Night court is the solution to backlog in city system; Getting away with MURDER

With all the concern about the breakdown in city courts threatening public safety, serious con- sideration should be given to the adoption of night court in Baltimore.

While top officials are scouring to find or create temporary locations, negotiating with downtown business owners to convert vacant space could take time and money. That time could allow additional serious criminal charges to be dismissed because of trial delays and other procedural missteps.

Using the existing court locations would solve many of the anticipated problems.

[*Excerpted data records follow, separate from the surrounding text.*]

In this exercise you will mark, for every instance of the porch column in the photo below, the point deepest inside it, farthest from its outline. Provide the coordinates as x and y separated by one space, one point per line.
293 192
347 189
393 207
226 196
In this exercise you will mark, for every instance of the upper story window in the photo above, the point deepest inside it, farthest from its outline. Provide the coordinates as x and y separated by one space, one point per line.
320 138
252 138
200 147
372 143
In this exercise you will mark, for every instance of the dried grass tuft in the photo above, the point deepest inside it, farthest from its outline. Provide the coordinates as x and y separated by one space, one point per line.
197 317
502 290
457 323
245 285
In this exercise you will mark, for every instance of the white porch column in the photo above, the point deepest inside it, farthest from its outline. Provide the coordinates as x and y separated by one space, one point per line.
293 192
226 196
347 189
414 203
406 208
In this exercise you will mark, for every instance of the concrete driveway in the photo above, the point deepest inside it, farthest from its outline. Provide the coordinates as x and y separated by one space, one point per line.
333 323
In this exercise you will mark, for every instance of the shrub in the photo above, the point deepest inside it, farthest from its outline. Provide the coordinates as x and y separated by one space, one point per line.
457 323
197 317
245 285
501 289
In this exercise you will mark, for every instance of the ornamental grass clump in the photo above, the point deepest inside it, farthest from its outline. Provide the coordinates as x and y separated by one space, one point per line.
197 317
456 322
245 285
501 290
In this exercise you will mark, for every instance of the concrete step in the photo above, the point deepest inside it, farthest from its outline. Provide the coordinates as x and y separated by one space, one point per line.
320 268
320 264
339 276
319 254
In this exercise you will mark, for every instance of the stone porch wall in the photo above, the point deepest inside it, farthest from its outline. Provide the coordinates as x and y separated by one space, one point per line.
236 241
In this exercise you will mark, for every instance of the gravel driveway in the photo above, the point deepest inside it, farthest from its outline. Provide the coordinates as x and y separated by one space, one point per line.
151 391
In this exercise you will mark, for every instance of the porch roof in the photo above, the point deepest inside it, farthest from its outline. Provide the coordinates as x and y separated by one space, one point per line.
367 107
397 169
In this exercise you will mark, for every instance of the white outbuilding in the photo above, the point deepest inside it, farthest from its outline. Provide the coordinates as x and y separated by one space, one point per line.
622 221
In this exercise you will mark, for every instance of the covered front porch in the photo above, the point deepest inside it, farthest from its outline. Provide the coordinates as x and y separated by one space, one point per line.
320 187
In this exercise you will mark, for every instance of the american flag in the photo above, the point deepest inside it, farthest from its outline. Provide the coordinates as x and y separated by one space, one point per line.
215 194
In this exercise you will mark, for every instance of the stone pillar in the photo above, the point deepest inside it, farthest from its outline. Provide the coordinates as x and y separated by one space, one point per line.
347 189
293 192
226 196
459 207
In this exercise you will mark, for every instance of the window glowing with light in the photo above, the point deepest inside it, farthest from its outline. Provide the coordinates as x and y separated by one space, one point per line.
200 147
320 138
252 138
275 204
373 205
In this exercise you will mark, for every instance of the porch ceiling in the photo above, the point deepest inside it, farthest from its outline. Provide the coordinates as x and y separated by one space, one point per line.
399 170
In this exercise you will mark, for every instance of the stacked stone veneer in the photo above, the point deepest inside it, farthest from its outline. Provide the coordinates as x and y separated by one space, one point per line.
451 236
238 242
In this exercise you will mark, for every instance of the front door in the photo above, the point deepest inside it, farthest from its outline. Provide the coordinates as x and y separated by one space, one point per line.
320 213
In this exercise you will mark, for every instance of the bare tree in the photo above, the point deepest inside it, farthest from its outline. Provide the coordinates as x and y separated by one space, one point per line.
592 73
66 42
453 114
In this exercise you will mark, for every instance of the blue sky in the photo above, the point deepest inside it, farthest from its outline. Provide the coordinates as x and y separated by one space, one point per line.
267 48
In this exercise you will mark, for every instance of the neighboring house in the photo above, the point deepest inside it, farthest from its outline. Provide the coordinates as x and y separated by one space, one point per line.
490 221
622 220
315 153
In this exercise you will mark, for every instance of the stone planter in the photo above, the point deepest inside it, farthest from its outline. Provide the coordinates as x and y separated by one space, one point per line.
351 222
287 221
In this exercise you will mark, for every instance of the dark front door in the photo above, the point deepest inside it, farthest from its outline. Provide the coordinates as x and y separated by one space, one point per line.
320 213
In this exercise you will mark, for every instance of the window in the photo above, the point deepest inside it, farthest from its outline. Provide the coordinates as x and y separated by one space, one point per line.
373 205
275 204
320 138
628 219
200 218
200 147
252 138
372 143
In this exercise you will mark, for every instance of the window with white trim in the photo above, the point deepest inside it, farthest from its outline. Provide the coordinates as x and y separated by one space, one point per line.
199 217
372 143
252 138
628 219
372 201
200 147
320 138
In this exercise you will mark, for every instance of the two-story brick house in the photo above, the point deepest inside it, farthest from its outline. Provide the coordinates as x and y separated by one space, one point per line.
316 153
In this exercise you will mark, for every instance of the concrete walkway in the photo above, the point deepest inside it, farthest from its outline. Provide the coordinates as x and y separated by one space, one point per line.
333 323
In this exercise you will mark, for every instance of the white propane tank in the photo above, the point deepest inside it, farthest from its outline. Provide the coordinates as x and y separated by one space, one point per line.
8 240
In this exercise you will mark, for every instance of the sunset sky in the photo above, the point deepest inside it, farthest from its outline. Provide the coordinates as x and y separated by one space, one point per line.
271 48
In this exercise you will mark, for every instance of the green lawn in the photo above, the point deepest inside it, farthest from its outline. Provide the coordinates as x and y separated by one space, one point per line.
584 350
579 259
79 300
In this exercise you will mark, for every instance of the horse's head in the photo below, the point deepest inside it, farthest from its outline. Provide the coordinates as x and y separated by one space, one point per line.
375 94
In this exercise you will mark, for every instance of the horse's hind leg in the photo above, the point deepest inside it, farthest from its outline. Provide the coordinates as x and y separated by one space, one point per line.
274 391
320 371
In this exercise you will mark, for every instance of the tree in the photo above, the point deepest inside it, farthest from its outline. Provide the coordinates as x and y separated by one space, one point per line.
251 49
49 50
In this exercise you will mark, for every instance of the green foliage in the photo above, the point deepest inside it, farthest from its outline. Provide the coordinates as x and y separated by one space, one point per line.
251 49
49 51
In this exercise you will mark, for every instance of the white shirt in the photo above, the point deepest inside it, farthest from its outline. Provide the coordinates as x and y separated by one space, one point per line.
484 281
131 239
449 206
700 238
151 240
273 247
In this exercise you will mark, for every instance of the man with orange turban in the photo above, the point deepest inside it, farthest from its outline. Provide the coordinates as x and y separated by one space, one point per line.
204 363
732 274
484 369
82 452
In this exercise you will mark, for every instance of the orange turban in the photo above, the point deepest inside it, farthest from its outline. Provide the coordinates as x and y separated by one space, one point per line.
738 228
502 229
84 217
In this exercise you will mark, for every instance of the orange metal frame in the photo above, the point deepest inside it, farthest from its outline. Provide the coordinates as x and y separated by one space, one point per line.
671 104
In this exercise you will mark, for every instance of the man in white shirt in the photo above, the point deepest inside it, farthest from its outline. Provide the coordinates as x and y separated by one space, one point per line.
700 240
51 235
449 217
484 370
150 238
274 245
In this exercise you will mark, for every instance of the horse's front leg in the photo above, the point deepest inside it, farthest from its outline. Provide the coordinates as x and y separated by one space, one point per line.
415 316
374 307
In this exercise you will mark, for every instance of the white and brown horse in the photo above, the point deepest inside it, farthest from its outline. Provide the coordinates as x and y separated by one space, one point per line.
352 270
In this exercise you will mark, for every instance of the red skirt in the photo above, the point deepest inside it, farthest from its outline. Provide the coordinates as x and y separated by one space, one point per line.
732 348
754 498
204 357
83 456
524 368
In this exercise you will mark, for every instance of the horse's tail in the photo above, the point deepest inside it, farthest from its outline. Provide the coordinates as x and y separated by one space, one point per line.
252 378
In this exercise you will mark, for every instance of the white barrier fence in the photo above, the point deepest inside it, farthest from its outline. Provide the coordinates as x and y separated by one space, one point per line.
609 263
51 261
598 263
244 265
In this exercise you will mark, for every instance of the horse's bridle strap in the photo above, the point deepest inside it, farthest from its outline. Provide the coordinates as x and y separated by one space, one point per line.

Baltimore Circuit Court Administrative Judge Joseph H. H. Kaplan and Maryland Attorney General J. Joseph Curran Jr. have offered retired or staff attorneys to fill the void. Additional clerical staffing could be readily trained with seasoned staff at current locations.

Aside from avoiding the expense of alternative locations, the use of existing facilities could result in major cost savings to the state.

If this happens, we may hear a judge sentence an individual to a 10-year term in the Maryland Penitentiary years -- while working the 3 to 11 p.m. shift.

Wayne Koczorowski, Baltimore

According to the article "Mayor has his own fix for courts" (Feb. 19), Mayor Kurt L. Schmoke's leading recommendation was to establish a night court in central booking. That was also recommended in your outstanding editorial "Getting away with murder."

I'd like to examine more closely why that recommendation would lead to fewer murders and less crime.

Lack of such a court leads to an overwhelmed court system, which in turn leads to inappropriate postponements and dismissals. The critical point is that if guilty defendants could plead guilty when they are booked, the number of cases going to trial would be significantly reduced. The resulting more effective court system would discourage guilty defendants from going to trial, hoping for postponements and eventual dismissals.

No matter how weak a case is, trial is scheduled 30 days later. Police, witnesses, defenders, prosecutors and judges must prepare. This is a waste of time and energy for a case that will be dismissed when it appears in court. And no matter how strong the case, if witnesses, including the police, do not show up for trial, the case is dismissed.

Lack of a judge at central booking to inform defendants of their responsibility to have a defense lawyer at trial leads to postponements when a defendant shows up without an attorney. Too many judges, in apparent arrogance and in spite of law to the contrary, do not find the commissioners' records adequate and postpone such cases -- another waste of time and energy.

More postponements for a case mean more frustration for police and witnesses. This will cause them to stop showing up, and that makes it more likely that the case will be dismissed. When minor cases are dismissed, swift and sure punishment is lacking. This encourages continued criminal behavior, which becomes more frequent and more serious.

Ed Rutkowski, Baltimore

There is an easy, no-cost solution to the criminal case backlog. To understand the need and the solution, one need only sit in a courtroom for a day or so.

First, while court is scheduled to begin at 9: 30 a.m., most judges don't come into the courtroom until well after 10 o'clock. They break for lunch for well over an hour, then they break at 4: 30 p.m. for the day. If you walk into a courtroom in the afternoon, it is likely that the judge is not on the bench. Four hours of actual courtroom time is a lot. And when the judges come out, they spend considerable time on matters that could be handled administratively, such as arraignments, postponements, guilty pleas, motions and other preliminary matters.

Why can't the judges come on the bench at 9: 30 and begin a trial? Administrative matters could be handled by court clerks, the administrative judge and masters. Even lawyers could be pressed into service during this period of crisis.

Administrative matters could be presented by para-professionals, including third-year law students, who are permitted to appear in court on a supervised basis and could handle postponements and other minor matters that attorneys handle.

While judges will tell you that they spend out-of-court time researching and writing, the majority of them rely upon their law clerks to do this. Every judge in the Circuit Court has a full-time secretary and personal law clerk, in addition to the courtroom clerk.

If judges were actually trying cases for six hours a day instead of three or four hours, and if 20 of the 30 judges were handling criminal cases, that would add 200 to 300 hours a week of trial time.

Rather than creating more courts, judges and other expensive positions, we can easily make what we already have work far more efficiently.